1.在spark官网http://spark.apache.org/downloads.html下载source code。
参考网址:http://blog.csdn.net/lsshlsw/article/details/41176093
2.找到pagerank文件的位置为:
\graphx\src\main\scala\org\apache\spark\graphx\lib\PageRank.scala
3.PageRank代码简介
/**
* PageRank algorithm implementation. There are two implementations of PageRank implemented.
*
* The first implementation uses the standalone `Graph` interface and runs PageRank
* for a fixed number of iterations:
* {{{
* var PR = Array.fill(n)( 1.0 )
* val oldPR = Array.fill(n)( 1.0 )
* for( iter <- 0 until numIter ) {
* swap(oldPR, PR)
* for( i <- 0 until n ) {
* PR[i] = alpha + (1 - alpha) * inNbrs[i].map(j => oldPR[j] / outDeg[j]).sum
* }
* }
* }}}
*
* The second implementation uses the `Pregel` interface and runs PageRank until
* convergence:
*
* {{{
* var PR = Array.fill(n)( 1.0 )
* val oldPR = Array.fill(n)( 0.0 )
* while( max(abs(PR - oldPr)) > tol ) {
* swap(oldPR, PR)
* for( i <- 0 until n if abs(PR[i] - oldPR[i]) > tol ) {
* PR[i] = alpha + (1 - \alpha) * inNbrs[i].map(j => oldPR[j] / outDeg[j]).sum
* }
* }
* }}}
*
* `alpha` is the random reset probability (typically 0.15), `inNbrs[i]` is the set of
* neighbors which link to `i` and `outDeg[j]` is the out degree of vertex `j`.
*
* @note This is not the "normalized" PageRank and as a consequence pages that have no
* inlinks will have a PageRank of alpha.
*/
PageRank模型分为静态和动态两大类:
第一种:(静态)在调用时提供一个参数number,用于指定迭代次数,即无论结果如何,该算法在迭代number次后停止计算,返回图结果。
第二种:(动态)在调用时提供一个参数tol,用于指定前后两次迭代的结果差值应小于tol,以达到最终收敛的效果时才停止计算,返回图结果。
共提供了5种调用方式
第1种(静态,非并行化,不指定源顶点)
def staticPageRank(numIter: Int, resetProb: Double = 0.15): Graph[Double, Double]
Run PageRank for a fixed number of iterations returning a graph with vertex attributes containing the PageRank and edge attributes the normalized edge weight.
第2种(静态,非并行化,指定1个源顶点)
def staticPersonalizedPageRank(src: VertexId, numIter: Int, resetProb: Double = 0.15): Graph[Double, Double]
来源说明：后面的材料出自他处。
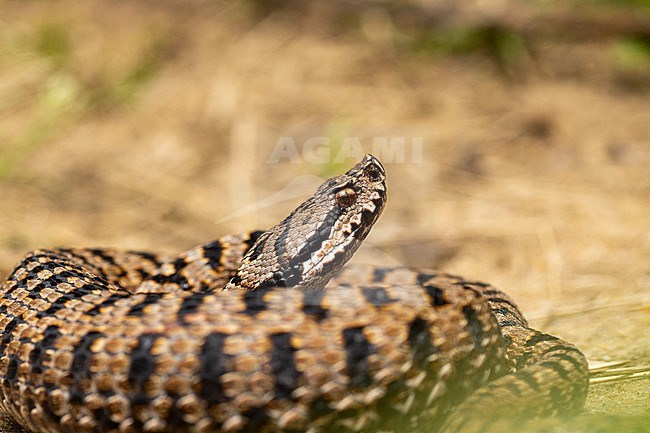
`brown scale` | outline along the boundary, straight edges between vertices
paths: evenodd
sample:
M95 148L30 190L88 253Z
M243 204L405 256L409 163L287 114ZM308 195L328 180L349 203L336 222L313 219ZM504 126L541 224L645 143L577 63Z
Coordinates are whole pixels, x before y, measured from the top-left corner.
M34 432L484 431L579 410L584 357L504 293L341 270L385 194L367 156L264 234L31 253L2 286L0 408Z

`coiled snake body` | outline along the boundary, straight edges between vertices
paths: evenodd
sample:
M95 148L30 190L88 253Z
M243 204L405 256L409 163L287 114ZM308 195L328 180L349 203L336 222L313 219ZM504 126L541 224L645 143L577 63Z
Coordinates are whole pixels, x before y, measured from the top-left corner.
M345 267L368 155L266 232L178 257L37 250L2 286L0 408L34 432L481 431L578 411L586 362L503 292Z

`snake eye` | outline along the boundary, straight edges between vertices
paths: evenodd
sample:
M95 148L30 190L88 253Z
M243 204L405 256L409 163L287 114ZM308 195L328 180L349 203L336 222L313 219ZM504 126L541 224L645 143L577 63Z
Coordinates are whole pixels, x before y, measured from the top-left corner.
M345 188L337 192L335 198L339 206L348 207L357 200L357 193L352 188Z
M381 173L375 167L370 167L366 174L368 178L373 182L377 182L379 179L381 179Z

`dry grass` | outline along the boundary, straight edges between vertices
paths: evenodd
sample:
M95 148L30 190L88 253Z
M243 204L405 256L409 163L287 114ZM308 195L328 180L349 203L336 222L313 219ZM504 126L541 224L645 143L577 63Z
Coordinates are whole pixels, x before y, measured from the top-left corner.
M39 246L179 251L267 227L353 163L271 164L282 137L400 136L407 156L422 137L421 161L388 161L355 260L490 281L591 360L647 366L650 99L621 84L615 41L545 40L504 74L412 49L381 10L3 3L0 275ZM648 413L649 389L595 384L587 410Z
Run Personalized PageRank for a fixed number of iterations with with all iterations originating at the source node returning a graph with vertex attributes containing the PageRank and edge attributes the normalized edge weight.def staticParallelPersonalizedPageRank(sources: Array[VertexId], numIter: Int, resetProb: Double = 0.15): Graph[Vector, Double]
Run parallel personalized PageRank for a given array of source vertices, such that all random walks are started relative to the source vertices
第4种(动态,不指定源顶点)
pageRank(tol: Double, resetProb: Double = 0.15): Graph[Double, Double]
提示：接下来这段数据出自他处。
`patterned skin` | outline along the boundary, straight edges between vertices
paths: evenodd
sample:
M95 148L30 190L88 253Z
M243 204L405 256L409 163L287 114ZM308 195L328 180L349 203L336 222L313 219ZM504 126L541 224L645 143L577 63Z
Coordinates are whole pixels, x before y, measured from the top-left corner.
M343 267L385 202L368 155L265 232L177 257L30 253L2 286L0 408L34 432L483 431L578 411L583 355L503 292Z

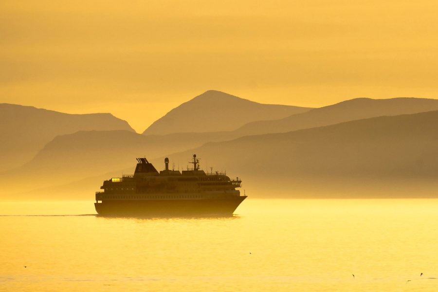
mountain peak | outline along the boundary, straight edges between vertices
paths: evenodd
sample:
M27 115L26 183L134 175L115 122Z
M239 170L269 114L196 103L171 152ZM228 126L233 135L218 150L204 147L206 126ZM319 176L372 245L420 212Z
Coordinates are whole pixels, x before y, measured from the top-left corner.
M209 90L156 121L145 134L230 131L259 120L282 118L307 108L260 104L216 90Z

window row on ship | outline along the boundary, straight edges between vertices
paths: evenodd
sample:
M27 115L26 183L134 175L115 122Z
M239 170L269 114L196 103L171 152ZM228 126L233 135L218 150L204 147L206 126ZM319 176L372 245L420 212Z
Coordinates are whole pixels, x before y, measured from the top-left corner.
M201 199L202 196L200 195L184 195L172 196L113 196L107 195L105 199Z

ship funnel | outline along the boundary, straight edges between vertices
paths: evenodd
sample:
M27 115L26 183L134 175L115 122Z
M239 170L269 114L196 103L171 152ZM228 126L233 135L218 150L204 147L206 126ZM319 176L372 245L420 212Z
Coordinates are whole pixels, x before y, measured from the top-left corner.
M164 164L166 165L166 170L169 170L169 159L166 157L164 158Z

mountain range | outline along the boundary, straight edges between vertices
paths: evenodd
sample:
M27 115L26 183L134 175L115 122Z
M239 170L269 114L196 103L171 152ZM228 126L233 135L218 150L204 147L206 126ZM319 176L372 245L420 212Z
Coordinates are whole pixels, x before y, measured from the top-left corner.
M217 114L216 103L220 96L224 97L224 105L230 107L242 102L238 97L210 91L171 111L184 116L200 111L213 116ZM205 108L212 99L215 101L212 107ZM242 100L244 105L252 105L252 102ZM188 108L187 104L190 104ZM40 149L33 157L3 172L0 182L6 186L0 192L0 197L7 194L21 198L60 194L63 198L69 193L88 198L90 192L98 190L103 178L109 178L107 175L132 172L135 157L146 156L160 169L164 157L168 156L171 165L173 166L174 163L177 169L186 167L194 153L202 158L204 169L228 168L231 174L243 177L249 186L248 190L259 197L344 198L370 194L378 197L387 197L388 194L396 197L433 196L428 194L428 187L423 187L422 192L410 195L405 191L408 187L395 193L394 190L406 182L413 182L409 185L417 186L435 183L434 178L438 174L435 167L438 154L435 149L438 145L435 129L438 124L438 100L359 98L318 109L279 107L268 106L266 109L271 109L267 111L270 113L259 116L262 119L274 119L276 115L281 117L278 113L274 114L276 111L295 112L276 120L257 122L251 121L254 117L248 115L233 122L234 127L203 124L216 131L205 131L206 128L196 127L185 128L186 131L180 132L172 132L181 129L169 126L171 123L166 115L156 128L151 128L151 125L148 128L153 130L146 130L143 134L135 133L127 123L109 114L87 116L97 119L105 117L109 121L105 125L105 119L93 123L93 128L86 128L86 122L78 122L84 120L79 117L84 117L80 116L88 115L57 113L63 119L79 116L71 120L75 122L72 122L73 125L69 124L70 128L62 130L61 126L65 124L56 121L51 123L59 128L47 126L50 123L37 126L42 131L47 127L54 136L44 135L49 141L44 144L41 139ZM52 115L55 112L47 111ZM289 113L283 113L285 116ZM13 116L10 114L8 119L9 124L13 125ZM186 125L199 121L196 115L187 115L184 120ZM2 120L0 125L7 125L3 123ZM34 132L38 131L35 129L36 125L33 127ZM95 128L99 127L104 128ZM235 129L226 130L232 128ZM23 139L13 137L13 131L9 130L12 140ZM167 134L153 134L156 130ZM19 149L17 153L19 154ZM369 191L372 186L374 190ZM387 192L382 190L386 189ZM83 192L78 195L78 192Z
M0 171L29 161L59 135L80 130L134 131L126 121L110 113L70 114L0 104Z

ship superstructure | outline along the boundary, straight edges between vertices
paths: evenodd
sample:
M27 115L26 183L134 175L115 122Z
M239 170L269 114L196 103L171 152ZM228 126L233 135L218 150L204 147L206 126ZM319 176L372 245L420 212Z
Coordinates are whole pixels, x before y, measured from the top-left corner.
M159 172L145 158L137 158L132 175L105 181L96 193L96 211L114 216L231 215L246 198L240 196L238 178L226 173L206 173L193 155L193 167L169 169L169 159Z

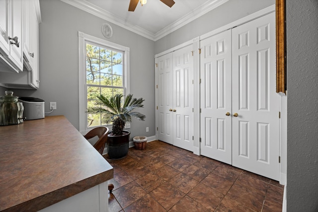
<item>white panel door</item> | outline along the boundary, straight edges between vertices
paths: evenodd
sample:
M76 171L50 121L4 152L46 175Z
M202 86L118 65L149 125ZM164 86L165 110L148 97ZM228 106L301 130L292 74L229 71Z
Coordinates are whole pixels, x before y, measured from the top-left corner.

Run a dynamic version of PageRank returning a graph with vertex attributes containing the PageRank and edge attributes containing the normalized edge weight.
第5种(静态, 指定源顶点)
def personalizedPageRank(src: VertexId, tol: Double, resetProb: Double = 0.15): Graph[Double, Double]
Run personalized PageRank for a given vertex, such that all random walks are started relative to the source node.
第1、2种静态非并行化调用方式的源代码:
/**
* Run PageRank for a fixed number of iterations returning a graph
* with vertex attributes containing the PageRank and edge
* attributes the normalized edge weight.
*
* @tparam VD the original vertex attribute (not used)
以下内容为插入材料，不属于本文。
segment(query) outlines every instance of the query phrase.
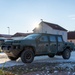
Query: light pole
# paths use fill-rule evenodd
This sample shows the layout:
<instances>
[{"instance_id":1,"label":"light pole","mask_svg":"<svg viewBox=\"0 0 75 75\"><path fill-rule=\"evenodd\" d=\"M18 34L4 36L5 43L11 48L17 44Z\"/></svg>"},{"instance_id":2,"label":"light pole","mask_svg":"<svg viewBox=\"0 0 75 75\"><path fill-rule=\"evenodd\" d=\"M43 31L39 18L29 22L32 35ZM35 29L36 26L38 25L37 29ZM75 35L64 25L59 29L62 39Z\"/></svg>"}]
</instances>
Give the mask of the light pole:
<instances>
[{"instance_id":1,"label":"light pole","mask_svg":"<svg viewBox=\"0 0 75 75\"><path fill-rule=\"evenodd\" d=\"M10 27L7 27L8 28L8 34L10 34Z\"/></svg>"},{"instance_id":2,"label":"light pole","mask_svg":"<svg viewBox=\"0 0 75 75\"><path fill-rule=\"evenodd\" d=\"M42 27L42 33L43 33L43 19L41 19L41 27Z\"/></svg>"}]
</instances>

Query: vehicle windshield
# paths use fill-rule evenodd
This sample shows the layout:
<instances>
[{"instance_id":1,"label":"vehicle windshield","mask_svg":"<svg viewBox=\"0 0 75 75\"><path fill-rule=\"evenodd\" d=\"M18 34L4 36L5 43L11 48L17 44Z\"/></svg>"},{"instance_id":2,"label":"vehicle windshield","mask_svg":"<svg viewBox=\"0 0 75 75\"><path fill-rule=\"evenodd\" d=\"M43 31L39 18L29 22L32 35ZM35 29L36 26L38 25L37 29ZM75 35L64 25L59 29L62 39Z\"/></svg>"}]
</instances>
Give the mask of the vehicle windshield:
<instances>
[{"instance_id":1,"label":"vehicle windshield","mask_svg":"<svg viewBox=\"0 0 75 75\"><path fill-rule=\"evenodd\" d=\"M31 35L24 37L24 39L36 39L36 38L38 38L39 35L40 34L31 34Z\"/></svg>"}]
</instances>

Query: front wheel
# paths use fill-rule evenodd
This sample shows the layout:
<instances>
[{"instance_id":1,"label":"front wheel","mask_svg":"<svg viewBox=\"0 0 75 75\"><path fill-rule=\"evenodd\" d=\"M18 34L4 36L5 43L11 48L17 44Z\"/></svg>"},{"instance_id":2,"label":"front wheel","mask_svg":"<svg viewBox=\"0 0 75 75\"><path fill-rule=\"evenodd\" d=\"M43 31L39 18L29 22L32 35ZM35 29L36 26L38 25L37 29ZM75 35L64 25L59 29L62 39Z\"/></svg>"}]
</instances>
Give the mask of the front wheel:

* @tparam ED the original edge attribute (not used)
*
* @param graph the graph on which to compute PageRank
* @param numIter the number of iterations of PageRank to run
* @param resetProb the random reset probability (alpha)
*
* @return the graph containing with each vertex containing the PageRank and each edge
* containing the normalized weight.
*/
def run[VD: ClassTag, ED: ClassTag](graph: Graph[VD, ED], numIter: Int,
resetProb: Double = 0.15): Graph[Double, Double] =
{
runWithOptions(graph, numIter, resetProb)
}
/**
* Run PageRank for a fixed number of iterations returning a graph
* with vertex attributes containing the PageRank and edge
* attributes the normalized edge weight.
*
* @tparam VD the original vertex attribute (not used)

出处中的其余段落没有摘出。